Prof Maksud Kamal, chairman of disaster science and management department at Dhaka University, said those organisations lack preparedness as well as coordination with each other with no central “incident command system” for coordination.
He added many of the trained volunteers are going off track, as they know that the organisations do not own them.
According to Prof Kamal, who led the CDMP earthquake technical team, in the event of a 7.5 magnitude earthquake within the Bangladesh territory, more than 1.4 lakh one-to-four-storey masonry buildings in a 300-sqkm area of Dhaka city might collapse.
Brig Gen Ali Ahmed Khan, director general of Fire Service and Civil Defence, echoed the same and added that his department and armed forces have some isolated contingency plans.
Whatever plan is there, it is all on papers, said Ali, adding, it has to be put into ground exercise to see how far it works.
The fire service has 57 sets of rescue and search equipment like cutting tools and drilling hammers. The army also has some heavy equipment like concrete breakers and excavators.
Ali said gas explosion, fire from electricity with chemical warehouses and factories in residential areas, and water contamination following an earthquake might take the situation out of control.
Only 300km out of total 2,300km road network in the city corporations is accessible to fire service rescue vehicles and heavy equipment, he said, adding, even the accessible roads might be blocked in case of building collapse.
Md Shah Kamal, secretary to the disaster management and relief ministry, said 32,000 volunteers for urban areas would be trained under a five-year resilience project.
“We are making a disaster management plan with whatever open space is available. We have already requested the city mayors to reclaim and conserve the designated open space,” he added.
“A devastating earthquake looms large over Bangladesh with the January 4 earthquake being a precursor and a wakeup call for us,” said eminent seismologist and geologist Prof Syed Humayun Akhter.
Two potential sources of major earthquakes in Bangladesh are Dauki fault and the “Fold and Thrust” belt of Chittagong, Myanmar, Manipur, Tripura and Mizoram, he said. The amount of energy caused by India-Burma tectonic plate contraction is trapped along these two sources and is enough to trigger an eight magnitude earthquake, he observed.
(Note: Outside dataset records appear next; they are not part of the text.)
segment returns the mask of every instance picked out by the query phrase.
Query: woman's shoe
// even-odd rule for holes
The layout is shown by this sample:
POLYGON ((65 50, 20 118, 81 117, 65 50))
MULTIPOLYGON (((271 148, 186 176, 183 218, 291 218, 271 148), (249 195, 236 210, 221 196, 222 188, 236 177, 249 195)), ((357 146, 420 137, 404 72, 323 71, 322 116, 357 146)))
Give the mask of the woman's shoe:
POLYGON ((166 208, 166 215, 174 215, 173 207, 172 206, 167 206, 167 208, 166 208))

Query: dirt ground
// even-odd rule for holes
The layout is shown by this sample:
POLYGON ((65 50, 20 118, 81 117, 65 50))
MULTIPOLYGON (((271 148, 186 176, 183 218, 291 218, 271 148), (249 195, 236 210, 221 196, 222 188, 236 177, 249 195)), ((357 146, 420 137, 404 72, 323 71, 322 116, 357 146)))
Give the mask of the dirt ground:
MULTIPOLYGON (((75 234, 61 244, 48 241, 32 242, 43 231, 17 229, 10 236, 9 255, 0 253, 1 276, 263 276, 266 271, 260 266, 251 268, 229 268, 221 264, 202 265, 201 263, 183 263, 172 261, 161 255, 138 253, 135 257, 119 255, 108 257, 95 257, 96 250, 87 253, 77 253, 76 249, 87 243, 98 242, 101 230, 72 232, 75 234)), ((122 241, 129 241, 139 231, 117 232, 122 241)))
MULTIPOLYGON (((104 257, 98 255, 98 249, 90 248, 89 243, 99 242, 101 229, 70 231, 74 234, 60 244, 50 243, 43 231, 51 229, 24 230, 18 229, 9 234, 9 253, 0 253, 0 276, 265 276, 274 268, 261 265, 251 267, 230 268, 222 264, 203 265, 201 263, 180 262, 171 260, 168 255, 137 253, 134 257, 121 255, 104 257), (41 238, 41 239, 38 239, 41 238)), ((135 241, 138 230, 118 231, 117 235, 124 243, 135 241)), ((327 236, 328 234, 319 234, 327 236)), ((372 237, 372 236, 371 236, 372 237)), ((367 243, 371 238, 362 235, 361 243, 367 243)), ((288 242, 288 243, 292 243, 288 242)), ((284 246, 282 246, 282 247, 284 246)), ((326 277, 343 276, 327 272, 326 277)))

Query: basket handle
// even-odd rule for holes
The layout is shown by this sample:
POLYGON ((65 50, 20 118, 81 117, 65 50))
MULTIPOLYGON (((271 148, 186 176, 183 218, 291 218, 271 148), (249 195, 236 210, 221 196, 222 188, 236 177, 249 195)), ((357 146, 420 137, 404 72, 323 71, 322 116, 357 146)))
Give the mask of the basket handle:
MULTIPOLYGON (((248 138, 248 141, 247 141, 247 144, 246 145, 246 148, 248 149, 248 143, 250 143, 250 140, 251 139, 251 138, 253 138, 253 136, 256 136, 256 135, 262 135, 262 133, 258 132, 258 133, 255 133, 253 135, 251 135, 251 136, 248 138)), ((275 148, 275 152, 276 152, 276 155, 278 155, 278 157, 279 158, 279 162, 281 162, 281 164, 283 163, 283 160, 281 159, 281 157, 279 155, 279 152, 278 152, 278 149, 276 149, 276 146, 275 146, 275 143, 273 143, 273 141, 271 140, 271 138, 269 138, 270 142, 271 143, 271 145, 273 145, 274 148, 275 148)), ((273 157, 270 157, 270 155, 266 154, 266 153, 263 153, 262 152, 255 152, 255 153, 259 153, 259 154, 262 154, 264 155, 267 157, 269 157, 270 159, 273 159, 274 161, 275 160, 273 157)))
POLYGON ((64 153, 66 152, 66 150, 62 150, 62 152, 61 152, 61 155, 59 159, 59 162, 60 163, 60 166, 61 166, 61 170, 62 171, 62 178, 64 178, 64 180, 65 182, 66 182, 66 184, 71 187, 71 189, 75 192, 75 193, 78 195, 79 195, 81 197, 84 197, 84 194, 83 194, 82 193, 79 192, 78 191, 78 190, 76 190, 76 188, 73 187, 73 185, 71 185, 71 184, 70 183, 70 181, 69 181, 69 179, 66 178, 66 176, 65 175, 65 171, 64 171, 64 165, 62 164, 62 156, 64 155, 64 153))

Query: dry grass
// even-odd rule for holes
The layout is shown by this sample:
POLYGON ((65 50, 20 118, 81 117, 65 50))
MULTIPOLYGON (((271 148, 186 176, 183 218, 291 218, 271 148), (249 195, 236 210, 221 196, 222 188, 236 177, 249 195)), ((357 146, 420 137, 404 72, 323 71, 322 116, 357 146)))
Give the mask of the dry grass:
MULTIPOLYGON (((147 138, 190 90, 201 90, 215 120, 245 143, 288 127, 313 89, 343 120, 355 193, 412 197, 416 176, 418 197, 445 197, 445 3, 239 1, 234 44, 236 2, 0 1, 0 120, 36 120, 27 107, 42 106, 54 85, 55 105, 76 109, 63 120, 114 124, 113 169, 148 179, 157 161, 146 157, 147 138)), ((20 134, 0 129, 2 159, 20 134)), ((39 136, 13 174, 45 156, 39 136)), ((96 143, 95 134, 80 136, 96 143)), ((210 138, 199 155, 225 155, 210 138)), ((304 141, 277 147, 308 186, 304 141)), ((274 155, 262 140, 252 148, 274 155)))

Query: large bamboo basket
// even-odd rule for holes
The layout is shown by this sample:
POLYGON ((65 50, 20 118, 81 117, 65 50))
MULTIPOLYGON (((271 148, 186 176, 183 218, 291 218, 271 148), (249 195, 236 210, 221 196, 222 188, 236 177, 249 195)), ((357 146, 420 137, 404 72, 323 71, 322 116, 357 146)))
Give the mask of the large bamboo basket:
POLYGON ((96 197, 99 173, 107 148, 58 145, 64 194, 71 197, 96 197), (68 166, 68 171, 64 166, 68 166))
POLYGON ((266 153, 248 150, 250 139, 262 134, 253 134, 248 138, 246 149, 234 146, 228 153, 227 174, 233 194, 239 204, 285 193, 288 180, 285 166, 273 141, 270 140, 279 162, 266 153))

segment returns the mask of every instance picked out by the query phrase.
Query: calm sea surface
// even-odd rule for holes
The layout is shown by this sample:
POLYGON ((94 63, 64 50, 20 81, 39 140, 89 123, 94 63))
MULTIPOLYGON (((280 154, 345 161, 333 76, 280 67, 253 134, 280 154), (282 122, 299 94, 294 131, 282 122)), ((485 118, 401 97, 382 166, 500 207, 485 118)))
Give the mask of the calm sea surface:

The 1548 Assam earthquake and the 1762 Chittagong-Arakan coast great earthquake released a significant amount of energy, but the Feni-Sylhet section of the fault line has not released any energy in the last 1,000 years, he said.
“This section right in the middle of Bangladesh remains the most potential threat of earthquake in the country,” Prof Akhter observed.
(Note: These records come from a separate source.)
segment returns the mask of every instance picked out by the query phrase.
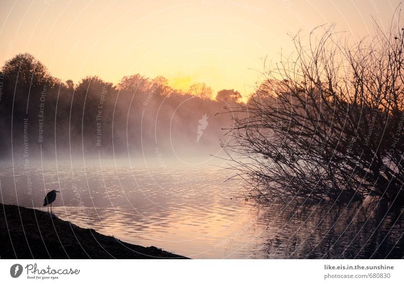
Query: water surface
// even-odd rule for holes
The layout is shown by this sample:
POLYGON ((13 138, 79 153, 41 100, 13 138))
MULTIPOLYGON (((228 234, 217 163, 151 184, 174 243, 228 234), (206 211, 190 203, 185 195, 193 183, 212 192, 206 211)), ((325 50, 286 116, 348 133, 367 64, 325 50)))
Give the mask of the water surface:
POLYGON ((232 173, 114 162, 0 166, 1 202, 192 258, 401 258, 403 217, 377 202, 255 204, 232 173))

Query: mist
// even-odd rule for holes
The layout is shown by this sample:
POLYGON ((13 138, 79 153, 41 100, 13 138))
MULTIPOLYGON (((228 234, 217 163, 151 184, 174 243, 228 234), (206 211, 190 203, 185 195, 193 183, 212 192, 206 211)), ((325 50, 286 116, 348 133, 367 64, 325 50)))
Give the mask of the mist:
POLYGON ((7 61, 0 76, 0 158, 137 159, 194 163, 220 156, 241 96, 205 84, 173 89, 162 76, 124 77, 114 85, 96 76, 75 83, 52 76, 32 56, 7 61))

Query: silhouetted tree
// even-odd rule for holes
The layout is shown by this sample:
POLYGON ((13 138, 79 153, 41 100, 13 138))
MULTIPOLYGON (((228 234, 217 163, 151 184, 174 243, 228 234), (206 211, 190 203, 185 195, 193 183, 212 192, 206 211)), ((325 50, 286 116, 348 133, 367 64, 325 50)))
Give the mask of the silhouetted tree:
POLYGON ((193 96, 200 97, 203 100, 212 99, 213 91, 205 83, 197 83, 189 86, 188 92, 193 96))
POLYGON ((237 91, 223 89, 218 92, 216 101, 224 101, 227 102, 236 103, 241 99, 241 95, 237 91))
POLYGON ((403 30, 348 44, 333 29, 293 38, 237 110, 223 147, 254 198, 404 201, 403 30))

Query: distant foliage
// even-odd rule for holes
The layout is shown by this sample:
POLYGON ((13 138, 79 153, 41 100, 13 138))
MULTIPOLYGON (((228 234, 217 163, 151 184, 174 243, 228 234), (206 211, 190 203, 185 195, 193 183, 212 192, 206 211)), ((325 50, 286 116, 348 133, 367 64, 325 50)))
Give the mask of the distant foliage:
POLYGON ((404 202, 403 32, 377 27, 355 42, 331 26, 307 44, 293 38, 223 145, 250 197, 404 202))

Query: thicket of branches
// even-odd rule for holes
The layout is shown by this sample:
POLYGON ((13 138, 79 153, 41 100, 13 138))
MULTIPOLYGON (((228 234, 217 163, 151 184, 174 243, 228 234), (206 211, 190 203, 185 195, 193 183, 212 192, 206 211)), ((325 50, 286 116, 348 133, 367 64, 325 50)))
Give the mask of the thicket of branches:
POLYGON ((404 201, 404 28, 375 29, 298 34, 266 69, 223 146, 252 197, 404 201))

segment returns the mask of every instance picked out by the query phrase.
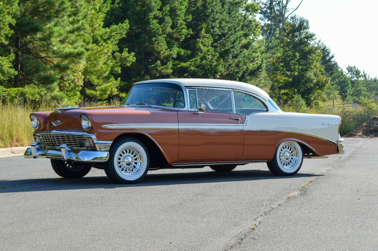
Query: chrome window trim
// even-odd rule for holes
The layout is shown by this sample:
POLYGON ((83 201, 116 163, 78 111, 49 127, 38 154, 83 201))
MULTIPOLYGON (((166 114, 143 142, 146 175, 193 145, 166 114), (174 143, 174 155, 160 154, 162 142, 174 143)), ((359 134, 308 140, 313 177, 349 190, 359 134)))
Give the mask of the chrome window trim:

Mohammad Abu Sadeque, general secretary of Bangladesh Earthquake Society and director of Housing and Building Research Institute, said preparedness taken so far to respond to earthquake devastation is not worth mentioning.
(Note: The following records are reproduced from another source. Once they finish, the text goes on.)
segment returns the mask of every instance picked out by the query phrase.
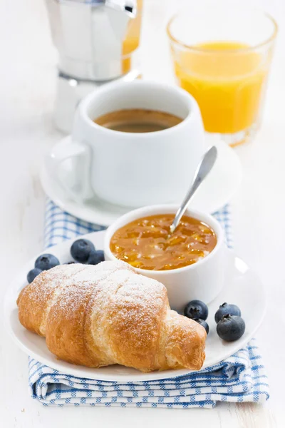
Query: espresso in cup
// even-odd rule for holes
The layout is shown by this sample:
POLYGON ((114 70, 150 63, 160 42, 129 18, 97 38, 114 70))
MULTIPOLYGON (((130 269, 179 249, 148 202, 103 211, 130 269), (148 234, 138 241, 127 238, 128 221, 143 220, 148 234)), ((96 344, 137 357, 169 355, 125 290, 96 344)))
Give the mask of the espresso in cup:
POLYGON ((130 208, 182 200, 204 151, 201 114, 187 92, 115 82, 81 102, 71 138, 53 147, 46 165, 78 203, 95 197, 130 208))
POLYGON ((157 110, 126 108, 103 114, 94 119, 98 125, 120 132, 145 133, 168 129, 182 121, 181 118, 157 110))

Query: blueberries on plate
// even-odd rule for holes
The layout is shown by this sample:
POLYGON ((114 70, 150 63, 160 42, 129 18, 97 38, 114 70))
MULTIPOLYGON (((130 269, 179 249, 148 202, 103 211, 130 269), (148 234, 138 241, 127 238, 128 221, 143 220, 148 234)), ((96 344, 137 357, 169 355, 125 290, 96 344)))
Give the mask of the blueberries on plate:
POLYGON ((104 251, 102 250, 95 250, 91 251, 87 260, 88 265, 98 265, 105 260, 104 251))
POLYGON ((223 303, 220 305, 218 310, 214 314, 214 320, 217 324, 222 319, 223 315, 237 315, 240 317, 242 315, 242 312, 240 309, 237 305, 230 305, 229 303, 223 303))
POLYGON ((226 342, 233 342, 242 337, 245 330, 245 322, 242 317, 226 315, 217 325, 218 335, 226 342))
POLYGON ((37 268, 34 268, 27 275, 28 282, 31 284, 33 281, 36 277, 39 275, 42 270, 41 269, 38 269, 37 268))
POLYGON ((86 263, 92 251, 95 251, 94 245, 88 239, 78 239, 71 248, 72 257, 80 263, 86 263))
POLYGON ((206 333, 207 334, 209 333, 209 325, 204 320, 201 320, 201 318, 199 318, 199 319, 193 320, 196 321, 196 322, 198 322, 198 324, 200 324, 201 325, 202 325, 206 330, 206 333))
POLYGON ((41 270, 48 270, 60 265, 58 259, 52 254, 42 254, 35 262, 35 268, 41 270))
POLYGON ((201 300, 191 300, 185 306, 184 315, 188 318, 207 320, 208 316, 208 307, 201 300))

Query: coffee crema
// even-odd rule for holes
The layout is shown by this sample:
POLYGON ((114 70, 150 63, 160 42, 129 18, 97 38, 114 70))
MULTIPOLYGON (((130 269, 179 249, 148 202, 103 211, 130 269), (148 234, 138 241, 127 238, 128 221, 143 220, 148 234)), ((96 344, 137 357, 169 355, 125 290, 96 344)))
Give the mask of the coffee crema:
POLYGON ((107 113, 93 121, 113 131, 139 133, 163 131, 178 125, 182 120, 165 111, 128 108, 107 113))
POLYGON ((119 260, 134 268, 170 270, 192 265, 206 257, 217 245, 217 236, 205 223, 183 215, 173 233, 174 214, 138 218, 112 236, 110 249, 119 260))

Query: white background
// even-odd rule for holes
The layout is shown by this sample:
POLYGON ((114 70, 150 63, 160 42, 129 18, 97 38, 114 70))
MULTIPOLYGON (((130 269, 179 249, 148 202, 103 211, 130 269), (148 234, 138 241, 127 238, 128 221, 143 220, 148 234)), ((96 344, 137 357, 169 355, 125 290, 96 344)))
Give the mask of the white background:
MULTIPOLYGON (((185 3, 195 7, 201 1, 185 3)), ((167 16, 182 1, 145 3, 145 76, 167 81, 171 71, 167 66, 164 27, 167 16)), ((285 1, 237 3, 265 9, 281 27, 264 125, 254 143, 235 149, 244 180, 232 204, 235 250, 259 272, 268 294, 267 315, 256 337, 269 376, 270 400, 263 406, 223 404, 212 410, 43 407, 28 394, 26 356, 1 328, 0 424, 3 422, 4 428, 285 426, 285 1)), ((19 268, 42 249, 45 196, 38 172, 43 154, 61 137, 52 121, 56 52, 43 0, 0 0, 0 58, 2 295, 19 268)))

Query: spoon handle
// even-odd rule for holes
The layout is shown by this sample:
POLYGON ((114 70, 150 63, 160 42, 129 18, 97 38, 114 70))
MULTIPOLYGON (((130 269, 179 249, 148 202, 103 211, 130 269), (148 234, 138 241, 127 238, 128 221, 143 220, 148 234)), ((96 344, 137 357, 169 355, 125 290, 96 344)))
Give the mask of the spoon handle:
POLYGON ((212 146, 204 155, 201 162, 198 165, 195 173, 194 174, 193 180, 190 185, 190 188, 188 190, 187 194, 185 196, 180 208, 176 213, 172 224, 170 226, 170 233, 173 233, 177 227, 183 214, 185 213, 189 203, 190 202, 193 195, 196 192, 197 189, 200 185, 201 183, 209 174, 212 170, 214 163, 217 159, 217 148, 214 146, 212 146))

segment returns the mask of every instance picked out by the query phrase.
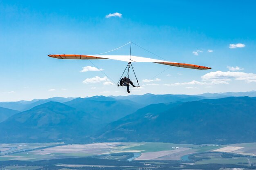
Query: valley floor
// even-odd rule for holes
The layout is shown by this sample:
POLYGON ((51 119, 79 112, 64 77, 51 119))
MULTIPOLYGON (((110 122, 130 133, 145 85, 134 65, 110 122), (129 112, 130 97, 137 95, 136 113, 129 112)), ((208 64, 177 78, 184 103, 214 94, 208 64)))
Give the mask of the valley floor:
MULTIPOLYGON (((3 162, 4 161, 9 161, 10 162, 14 160, 36 162, 46 159, 93 158, 104 161, 126 161, 124 162, 136 163, 142 162, 144 165, 153 166, 155 168, 157 166, 162 167, 171 163, 182 164, 185 166, 217 163, 245 166, 251 168, 256 166, 256 143, 225 145, 148 142, 109 142, 86 144, 66 144, 62 142, 2 144, 0 144, 0 165, 1 162, 3 162)), ((116 166, 119 167, 118 168, 133 167, 129 164, 125 164, 115 166, 115 164, 76 164, 62 162, 55 166, 60 167, 57 169, 61 167, 74 169, 88 167, 103 167, 106 168, 116 166)), ((18 169, 23 168, 20 166, 18 169)), ((38 165, 34 166, 40 167, 38 165)), ((7 167, 5 167, 6 169, 8 169, 7 167)), ((33 169, 31 167, 26 169, 33 169)))

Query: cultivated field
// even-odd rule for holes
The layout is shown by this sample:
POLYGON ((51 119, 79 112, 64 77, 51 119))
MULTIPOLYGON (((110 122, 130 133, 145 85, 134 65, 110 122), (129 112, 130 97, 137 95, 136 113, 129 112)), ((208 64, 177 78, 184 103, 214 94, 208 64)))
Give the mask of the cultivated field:
POLYGON ((186 158, 184 160, 187 160, 188 156, 186 155, 195 154, 197 158, 208 158, 197 160, 195 163, 197 164, 216 161, 223 163, 256 163, 256 157, 254 157, 256 156, 256 143, 254 143, 223 146, 147 142, 110 142, 87 144, 65 144, 63 143, 15 144, 1 144, 0 149, 2 154, 0 156, 0 161, 34 161, 99 156, 111 158, 113 157, 108 155, 132 152, 138 153, 134 158, 137 161, 177 161, 183 159, 186 157, 186 158), (221 153, 239 154, 247 155, 247 157, 243 156, 243 157, 225 158, 222 157, 221 153))

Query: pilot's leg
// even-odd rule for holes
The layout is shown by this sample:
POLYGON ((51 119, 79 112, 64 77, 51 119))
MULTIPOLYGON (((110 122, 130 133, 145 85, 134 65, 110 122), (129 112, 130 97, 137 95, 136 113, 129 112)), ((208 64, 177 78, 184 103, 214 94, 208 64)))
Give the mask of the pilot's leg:
POLYGON ((128 92, 128 93, 130 93, 130 88, 129 88, 130 86, 129 86, 129 84, 127 84, 127 85, 126 86, 126 88, 127 88, 127 92, 128 92))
“It has become evident during dealing with just a single incident of collapse of ten-storey Rana Plaza,” he said.
He suggests that the government should immediately procure early warning devices for auto-trip to shut down electricity, gas and water supply just prior to a jolt to avoid catastrophe caused by fire.
“The state of overall preparedness is very unsatisfactory,” said Mehedi Ahmed Ansary, professor of civil engineering and founding general secretary of Bangladesh Earthquake Society, adding that the government should seek collaboration with professionals and academic institutions to tackle the possible debacle.
The 6.7-magnitude January 4 earthquake with the epicentre in Imphal of Manipur, 353 kilometres off Dhaka, strongly shook Bangladesh. Five people reportedly died of cardiac arrest being panicked and 100 were injured during the jolt.
The World Bank and the UNDP conducted two studies on earthquake impacts in Bangladesh in 2010 and 2012 respectively. The reports estimate about 2-3 lakh people will either die or get injured and the nation would suffer an economic loss of $10 billion.